СБ: В любом случае рассуждать о «Последнем герое» как о документальном кино правильно. Идея была именно «документальная». Хотя мне сложно говорить, я не был режиссером этого проекта, прямо скажем, не был и автором. А идея возникла у нас довольно давно. Когда мы узнали, что в Америке есть такие программы, было ощущение, что у нас просто украли идею. Американцы, конечно, расторопнее.

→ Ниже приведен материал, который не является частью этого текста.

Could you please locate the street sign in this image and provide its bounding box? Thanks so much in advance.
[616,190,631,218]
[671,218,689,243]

Не знаю точно, что такое истинная документальность. Но у меня был определенный опыт. Я снимал для «Взгляда» телевизионный сюжет про мальчика семи лет, который написал письмо Деду Морозу. Он просил у него трубу для своего 14-летнего брата, который потерял ее и потому абсолютно несчастен. Для себя мальчик не просил ничего. Замечательная, трогательная история. Я еду по адресу, нахожу дом, и вот — в чем постановка? Сюжет начинается с того, что во двор въезжает автобус, из которого выходит и начинает играть оркестр. Оркестр привезли мы. Из дома, услышав музыку, выходят жильцы. Среди них и мой мальчик, с которым я должен поговорить. Но я не могу подойти к нему и сказать: «Ты написал письмо Деду Морозу, и вот я от его имени приехал». Поэтому снимаю потихонечку мальчика, делая вид, что снимаю духовой оркестр. Потом мы начинаем вроде бы просто так с мальчиком разговаривать, и выясняется, что у него есть брат, который потерял трубу и... Постановка была устроена для того, чтобы мальчик говорил и чувствовал себя более естественно. Думаю, что это не противоречит принципам документальности.
А в «Последнем герое»... не знаю. Наверное, оправданной, уместной постановочности действительно маловато.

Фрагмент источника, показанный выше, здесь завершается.